Reviewed by: Sue Eaton
TITLE: Rue’s Rapture
SERIES: Divergent Omegaverse
AUTHOR: J.P. Sayle
PUBLISHER: Self Published
LENGTH: 344 pages
RELEASE DATE: January 16, 2026
BLURB:
Rue’s past haunts his present, but is there a happy ever after in his future?
Lane and Derick Starling adopting Rue may have saved him, but his subsequent therapy fails to make him believe he is worthy of love. More than a decade later, Rue faces a personal crisis.
One night of passion with his PA Monty is enough to tell Rue that one man can’t meet his needs. A trip to Bayfield offers Rue a moment to be open about his sexual preferences. Monty and Kendrick are perfect for him, but a week just isn’t enough. Then Kendrick comes up with an unusual offer…
Rue grasps the chance, but the deeper the emotional connection gets, the harder it is for him to preserve the shields he uses to keep his past at bay. As they crumble, can Rue accept he is worthy of Monty and Kendrick’s love?
REVIEW:
What makes Rue’s Rapture stand out isn’t just the heat (though, let’s be honest, Sayle never skimps there). It’s the emotional geometry of Rue, Monty, and Kendrick, three men orbiting each other with wildly different energies, histories, and wounds, yet finding a gravitational pull that feels inevitable.
Rue is a classic Sayle protagonist: competent, commanding, and outwardly controlled, but internally carrying a lifetime of expectations and emotional restraint. He’s used to being the one who holds everything together. What he’s not used to is being held.
His biggest barrier is vulnerability.
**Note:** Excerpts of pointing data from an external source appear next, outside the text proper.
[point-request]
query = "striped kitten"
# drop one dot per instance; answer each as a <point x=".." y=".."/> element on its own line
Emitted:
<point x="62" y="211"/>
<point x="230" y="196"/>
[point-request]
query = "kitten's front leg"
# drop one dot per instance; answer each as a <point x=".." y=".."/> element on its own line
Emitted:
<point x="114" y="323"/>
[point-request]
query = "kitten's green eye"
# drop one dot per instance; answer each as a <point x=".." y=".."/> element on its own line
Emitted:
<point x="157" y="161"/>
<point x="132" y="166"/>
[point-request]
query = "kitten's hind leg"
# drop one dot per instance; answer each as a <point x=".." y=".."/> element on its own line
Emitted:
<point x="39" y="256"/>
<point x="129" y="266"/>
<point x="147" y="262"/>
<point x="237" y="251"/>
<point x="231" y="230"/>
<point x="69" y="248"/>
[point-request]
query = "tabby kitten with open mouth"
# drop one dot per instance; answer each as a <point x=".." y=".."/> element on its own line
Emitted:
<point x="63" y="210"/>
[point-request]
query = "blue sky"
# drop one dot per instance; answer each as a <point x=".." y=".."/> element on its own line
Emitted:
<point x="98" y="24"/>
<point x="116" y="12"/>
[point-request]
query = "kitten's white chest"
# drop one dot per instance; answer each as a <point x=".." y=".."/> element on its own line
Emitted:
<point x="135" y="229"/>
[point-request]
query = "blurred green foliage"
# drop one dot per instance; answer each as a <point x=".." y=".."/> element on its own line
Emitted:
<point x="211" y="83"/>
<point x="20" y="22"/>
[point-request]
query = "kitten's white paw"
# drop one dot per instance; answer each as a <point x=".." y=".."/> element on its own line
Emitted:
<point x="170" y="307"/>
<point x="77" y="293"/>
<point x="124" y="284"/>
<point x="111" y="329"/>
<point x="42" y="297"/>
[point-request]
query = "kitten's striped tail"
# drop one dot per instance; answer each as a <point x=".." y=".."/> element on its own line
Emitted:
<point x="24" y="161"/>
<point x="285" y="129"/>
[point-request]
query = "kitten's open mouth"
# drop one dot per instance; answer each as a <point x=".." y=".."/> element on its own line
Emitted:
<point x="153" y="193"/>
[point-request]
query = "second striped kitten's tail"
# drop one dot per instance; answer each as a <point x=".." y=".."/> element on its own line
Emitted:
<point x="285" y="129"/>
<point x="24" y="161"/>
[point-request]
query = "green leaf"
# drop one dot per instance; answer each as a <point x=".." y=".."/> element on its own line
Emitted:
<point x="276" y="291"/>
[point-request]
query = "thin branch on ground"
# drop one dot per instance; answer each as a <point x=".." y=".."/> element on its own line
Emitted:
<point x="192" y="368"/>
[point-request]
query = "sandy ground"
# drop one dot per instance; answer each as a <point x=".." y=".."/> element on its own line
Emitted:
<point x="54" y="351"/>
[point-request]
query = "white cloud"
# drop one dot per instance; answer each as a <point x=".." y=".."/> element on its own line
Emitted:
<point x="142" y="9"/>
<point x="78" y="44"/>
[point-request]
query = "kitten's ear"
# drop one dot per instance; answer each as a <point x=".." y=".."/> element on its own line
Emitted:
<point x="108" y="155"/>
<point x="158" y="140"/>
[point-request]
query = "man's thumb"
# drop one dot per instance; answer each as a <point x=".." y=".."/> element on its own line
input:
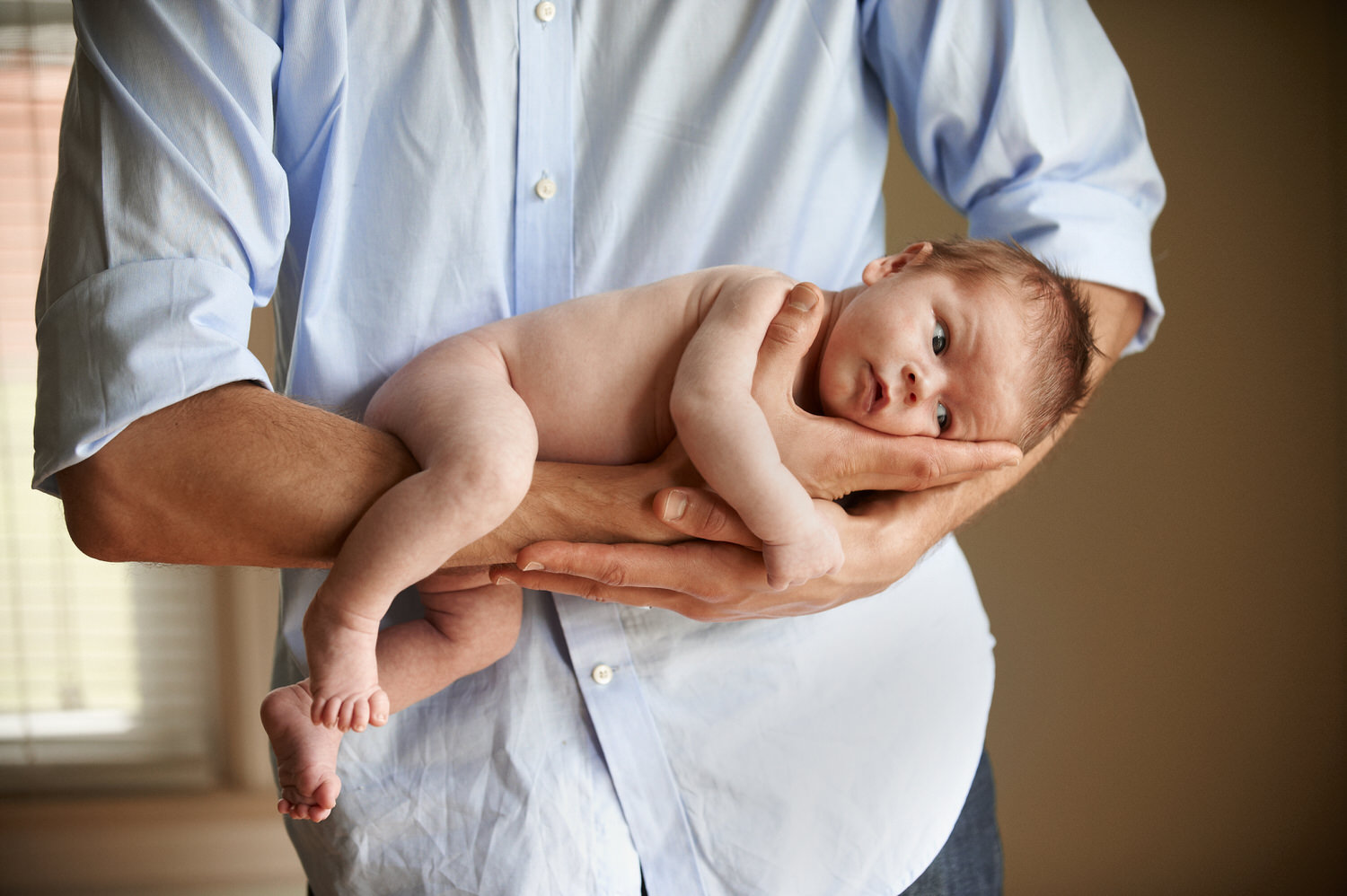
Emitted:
<point x="791" y="331"/>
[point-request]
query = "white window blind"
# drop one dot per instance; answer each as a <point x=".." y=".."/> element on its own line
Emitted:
<point x="107" y="672"/>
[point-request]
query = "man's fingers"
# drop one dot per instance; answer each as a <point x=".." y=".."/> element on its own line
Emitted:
<point x="789" y="336"/>
<point x="700" y="514"/>
<point x="622" y="572"/>
<point x="913" y="462"/>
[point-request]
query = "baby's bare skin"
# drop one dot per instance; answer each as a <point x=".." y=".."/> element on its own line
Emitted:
<point x="603" y="379"/>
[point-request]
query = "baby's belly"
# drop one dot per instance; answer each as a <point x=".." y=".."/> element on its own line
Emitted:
<point x="603" y="435"/>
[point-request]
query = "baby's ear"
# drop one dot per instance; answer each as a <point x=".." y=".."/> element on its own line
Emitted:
<point x="911" y="256"/>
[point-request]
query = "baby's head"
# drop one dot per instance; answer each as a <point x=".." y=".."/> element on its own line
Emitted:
<point x="967" y="338"/>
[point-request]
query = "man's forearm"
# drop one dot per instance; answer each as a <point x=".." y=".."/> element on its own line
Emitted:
<point x="245" y="478"/>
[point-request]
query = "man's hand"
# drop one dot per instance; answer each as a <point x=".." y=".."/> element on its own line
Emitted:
<point x="722" y="578"/>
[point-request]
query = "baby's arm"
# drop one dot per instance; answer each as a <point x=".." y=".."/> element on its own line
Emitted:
<point x="727" y="438"/>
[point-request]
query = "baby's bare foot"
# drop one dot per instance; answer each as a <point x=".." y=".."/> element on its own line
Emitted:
<point x="344" y="672"/>
<point x="306" y="755"/>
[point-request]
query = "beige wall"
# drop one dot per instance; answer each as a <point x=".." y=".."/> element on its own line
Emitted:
<point x="1168" y="591"/>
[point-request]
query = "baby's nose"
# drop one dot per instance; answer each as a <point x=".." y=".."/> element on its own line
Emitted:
<point x="913" y="384"/>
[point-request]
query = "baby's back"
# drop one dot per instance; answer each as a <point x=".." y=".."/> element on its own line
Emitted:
<point x="597" y="371"/>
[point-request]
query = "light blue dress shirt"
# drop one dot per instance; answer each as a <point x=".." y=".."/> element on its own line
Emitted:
<point x="391" y="172"/>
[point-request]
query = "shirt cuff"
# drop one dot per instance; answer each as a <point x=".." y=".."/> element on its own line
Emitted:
<point x="1087" y="232"/>
<point x="129" y="341"/>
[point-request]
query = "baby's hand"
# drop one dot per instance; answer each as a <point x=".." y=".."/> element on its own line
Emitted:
<point x="815" y="551"/>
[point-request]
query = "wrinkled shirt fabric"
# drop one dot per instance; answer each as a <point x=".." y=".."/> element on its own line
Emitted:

He’s terrified of needing anyone, because needing means losing control, and losing control means getting hurt. Monty and Kendrick dismantle that fear from two different angles; Monty with loyalty, steadiness, and a quiet devotion that Rue has taken for granted for far too long. Kendrick with warmth, intuition, and a refusal to let Rue hide behind his armour. Rue’s arc is about surrender, not in the erotic sense (though that’s there), but in the emotional sense. He learns that letting people in isn’t weakness; it’s the only way he’ll ever feel whole.
Monty is the emotional heartbeat of the trio. He’s the one who’s always been there, always supporting Rue, always put himself second. His barrier is self-worth; he’s convinced that Rue could never want him the way he wants Rue. His desires are too much. His needs are inconvenient. Monty’s journey is about stepping out of the shadows he willingly lived in. Kendrick is the catalyst here. Kendrick sees Monty, really sees him and treats his desires as something precious rather than burdensome. Rue, in turn, finally recognises the depth of Monty’s devotion and realises he’s been blind to the love that is right in front of him. Monty’s transformation is one of the most satisfying parts of the book: watching him shift from “I’m just the PA” to “I am wanted, chosen, and cherished by two men” is pure emotional payoff.
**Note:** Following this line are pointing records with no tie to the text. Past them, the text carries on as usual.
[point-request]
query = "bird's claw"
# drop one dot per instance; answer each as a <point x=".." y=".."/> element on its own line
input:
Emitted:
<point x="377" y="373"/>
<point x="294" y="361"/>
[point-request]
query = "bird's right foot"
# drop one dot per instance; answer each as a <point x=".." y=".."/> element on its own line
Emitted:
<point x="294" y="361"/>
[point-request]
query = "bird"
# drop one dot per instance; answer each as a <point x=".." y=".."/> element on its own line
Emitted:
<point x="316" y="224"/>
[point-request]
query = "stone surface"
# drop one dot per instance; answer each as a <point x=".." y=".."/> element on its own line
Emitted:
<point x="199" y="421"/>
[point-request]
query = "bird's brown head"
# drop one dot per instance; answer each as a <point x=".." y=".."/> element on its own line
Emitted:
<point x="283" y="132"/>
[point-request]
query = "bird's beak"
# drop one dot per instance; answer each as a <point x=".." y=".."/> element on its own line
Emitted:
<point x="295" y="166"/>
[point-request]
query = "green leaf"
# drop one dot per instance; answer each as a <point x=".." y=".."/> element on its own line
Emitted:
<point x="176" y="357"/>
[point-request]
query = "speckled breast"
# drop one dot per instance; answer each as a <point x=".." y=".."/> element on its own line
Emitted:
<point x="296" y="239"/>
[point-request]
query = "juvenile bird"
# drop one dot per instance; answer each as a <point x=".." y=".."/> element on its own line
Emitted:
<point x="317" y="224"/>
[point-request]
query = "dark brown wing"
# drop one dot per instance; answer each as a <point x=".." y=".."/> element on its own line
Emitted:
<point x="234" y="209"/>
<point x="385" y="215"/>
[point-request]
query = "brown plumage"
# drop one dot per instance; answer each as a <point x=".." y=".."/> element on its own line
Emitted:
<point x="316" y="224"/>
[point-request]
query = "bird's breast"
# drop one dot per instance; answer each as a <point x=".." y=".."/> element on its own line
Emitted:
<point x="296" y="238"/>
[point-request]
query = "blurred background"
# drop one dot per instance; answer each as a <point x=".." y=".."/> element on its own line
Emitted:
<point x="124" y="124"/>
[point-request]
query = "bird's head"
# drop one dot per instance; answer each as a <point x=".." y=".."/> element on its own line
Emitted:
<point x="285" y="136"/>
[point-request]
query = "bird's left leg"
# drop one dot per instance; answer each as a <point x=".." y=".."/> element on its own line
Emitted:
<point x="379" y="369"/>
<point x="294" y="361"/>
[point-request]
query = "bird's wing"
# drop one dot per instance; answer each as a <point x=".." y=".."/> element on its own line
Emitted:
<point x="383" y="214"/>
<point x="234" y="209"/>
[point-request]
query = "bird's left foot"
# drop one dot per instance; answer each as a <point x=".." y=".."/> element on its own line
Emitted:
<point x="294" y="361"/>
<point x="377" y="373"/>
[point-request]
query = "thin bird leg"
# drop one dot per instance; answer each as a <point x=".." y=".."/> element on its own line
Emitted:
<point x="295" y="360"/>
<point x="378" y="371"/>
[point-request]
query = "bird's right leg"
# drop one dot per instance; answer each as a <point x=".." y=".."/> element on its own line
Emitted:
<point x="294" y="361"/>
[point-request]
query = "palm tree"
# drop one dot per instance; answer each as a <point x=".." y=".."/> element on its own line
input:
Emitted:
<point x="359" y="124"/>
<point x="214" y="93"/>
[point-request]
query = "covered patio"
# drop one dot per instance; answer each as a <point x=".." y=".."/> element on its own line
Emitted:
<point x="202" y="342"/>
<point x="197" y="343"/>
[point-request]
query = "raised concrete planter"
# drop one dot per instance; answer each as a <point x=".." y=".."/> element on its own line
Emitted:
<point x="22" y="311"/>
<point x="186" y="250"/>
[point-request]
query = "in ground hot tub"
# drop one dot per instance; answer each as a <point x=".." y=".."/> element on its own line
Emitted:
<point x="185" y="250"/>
Kendrick is the unexpected element, the spark that turns a long-simmering connection between Rue and Monty into something expansive and transformative. He’s the one who brings softness, humour, and emotional intelligence into the mix. His barrier is belonging. He’s used to being temporary, someone people enjoy but don’t keep. Walking into Rue and Monty’s world, he assumes he’s a complication, not a solution. But his presence forces Rue and Monty to confront truths they’ve avoided, and in doing so, Kendrick becomes the glue rather than the wedge. Kendrick’s arc is about realising that he isn’t intruding; he’s completing something that was already forming.
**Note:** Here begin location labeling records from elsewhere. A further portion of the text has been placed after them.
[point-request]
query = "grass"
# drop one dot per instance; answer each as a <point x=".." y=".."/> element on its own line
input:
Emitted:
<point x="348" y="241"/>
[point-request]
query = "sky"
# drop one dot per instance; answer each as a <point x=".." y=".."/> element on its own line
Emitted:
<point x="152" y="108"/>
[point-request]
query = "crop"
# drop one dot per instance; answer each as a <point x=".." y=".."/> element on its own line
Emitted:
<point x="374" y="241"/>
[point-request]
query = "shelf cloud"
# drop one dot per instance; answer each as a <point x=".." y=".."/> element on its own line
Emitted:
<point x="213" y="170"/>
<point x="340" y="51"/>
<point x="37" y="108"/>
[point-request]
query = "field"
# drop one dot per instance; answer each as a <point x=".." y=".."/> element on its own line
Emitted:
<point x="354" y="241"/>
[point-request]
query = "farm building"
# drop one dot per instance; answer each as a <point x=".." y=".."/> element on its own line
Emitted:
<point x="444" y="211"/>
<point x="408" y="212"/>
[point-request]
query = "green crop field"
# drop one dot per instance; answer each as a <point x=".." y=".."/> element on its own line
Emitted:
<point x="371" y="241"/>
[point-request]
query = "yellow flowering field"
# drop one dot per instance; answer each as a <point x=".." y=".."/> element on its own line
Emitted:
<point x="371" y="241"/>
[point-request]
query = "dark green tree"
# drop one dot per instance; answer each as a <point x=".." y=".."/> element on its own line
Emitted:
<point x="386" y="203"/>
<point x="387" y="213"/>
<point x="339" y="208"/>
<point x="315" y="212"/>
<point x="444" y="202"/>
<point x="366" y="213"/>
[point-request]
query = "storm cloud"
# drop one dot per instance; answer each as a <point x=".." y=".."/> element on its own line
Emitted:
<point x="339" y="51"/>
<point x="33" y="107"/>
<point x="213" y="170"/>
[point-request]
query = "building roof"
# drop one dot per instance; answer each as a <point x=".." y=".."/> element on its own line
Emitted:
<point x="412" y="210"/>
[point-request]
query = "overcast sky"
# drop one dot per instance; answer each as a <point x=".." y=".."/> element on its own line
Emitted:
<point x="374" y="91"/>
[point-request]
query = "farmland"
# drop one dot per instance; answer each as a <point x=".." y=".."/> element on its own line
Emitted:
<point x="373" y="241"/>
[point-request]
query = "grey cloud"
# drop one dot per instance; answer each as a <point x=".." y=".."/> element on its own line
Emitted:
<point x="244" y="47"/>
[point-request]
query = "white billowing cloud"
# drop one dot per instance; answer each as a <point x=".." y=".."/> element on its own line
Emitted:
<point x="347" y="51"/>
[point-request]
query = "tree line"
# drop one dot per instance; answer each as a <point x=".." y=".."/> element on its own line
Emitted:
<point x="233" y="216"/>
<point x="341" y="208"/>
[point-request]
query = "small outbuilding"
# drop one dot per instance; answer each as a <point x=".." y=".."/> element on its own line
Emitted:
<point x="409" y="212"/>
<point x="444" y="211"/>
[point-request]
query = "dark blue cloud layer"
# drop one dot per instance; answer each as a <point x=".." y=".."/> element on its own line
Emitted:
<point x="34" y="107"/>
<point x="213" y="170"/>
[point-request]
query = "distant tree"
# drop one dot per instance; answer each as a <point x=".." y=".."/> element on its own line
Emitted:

Each man fills a gap the others didn’t know how to articulate. Rue needs someone who challenges his emotional walls (Kendrick) and someone who grounds him (Monty). Monty needs someone who sees his worth (Kendrick) and someone who finally acknowledges his devotion (Rue). Kendrick needs a place to belong and Rue and Monty give him a home built on choice, not chance. Their barriers don’t disappear; they’re dismantled through communication, trust, and the kind of intimacy that Sayle writes with both tenderness and heat.
Rue’s Rapture is a story about three men learning that love doesn’t have to fit a traditional shape to be real, stable, and transformative. Sayle excels at crafting relationships that feel emotionally complex yet deeply satisfying, and this triad is one of her most compelling.